AS: The crowd knows when to laugh there, which is great to have that. But too much of that, that little confusing balance, you’re not having fun with that anymore.

There’s a scene in the film where you can see the crew in the background. Did you get them involved or did you just go ahead and shoot it?

MP: It was all planned, the reflection in the glasses. It was actually extras. That shot was a play on Cool Hand Luke. I think they do into the same sunglasses of one of the patrol man, so it was kind of a duel thing. But that was in the script from day one. And that has to all be planned, how we can pull this off. I like when people get that too, because it’s not subtle at all, but it’s all kind of weird. There’s entire websites devoted to continuity errors, you know, ‘this is a mistake!’. And I go, ‘oh man, I didn’t even notice that!’ Then when you point it out you notice it. And even in our movie, there’s lot of intentional ones that people don’t even notice because you get wrapped up and you realize how your brain filters it.

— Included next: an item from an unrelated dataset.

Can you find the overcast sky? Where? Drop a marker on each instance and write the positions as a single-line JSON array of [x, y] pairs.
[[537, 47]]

You’re also kind of f*cking with people, because you’re having to read and so it may take another viewing…

MP: That’s another quote, ‘we’re kind of f*cking with people.’ [everyone laughs]

How difficult was it to get financing?

AS: We took it around to a few different people, but it was immediately apparent that NALA [Films] just liked the idea and there was some other companies that were interested for sure. But they seemed like they liked the idea and they were going to give us the complete freedom that we wanted, which is what happened. They really creatively backed out of the way and let us make the movie we really wanted to make. So it wasn’t that hard. Now, when you say, ‘was it easy to get financing?,’ no studio was going to do it. So, no. It’s not easy to get financing for weird ideas like these, but [NALA]  just happened to be the perfect fit for us.

MP: And they got it and were great all through out and also [NALA Films Executive Producer Emilio Diez Barroso] goes back and forth between Mexico City; they embraced it. That was kind of cool too, that they pretty much got it on all the levels, so it was kind of neat.

So are all of you going to do a big, blow-out premiere in Mexico?

MP: Maybe, it opens in May I think on 500 screens. More screens than here.

AS: I’d love to do it. That would be fun, go down to Mexico City.

Casa de mi Padre opens on March 16th.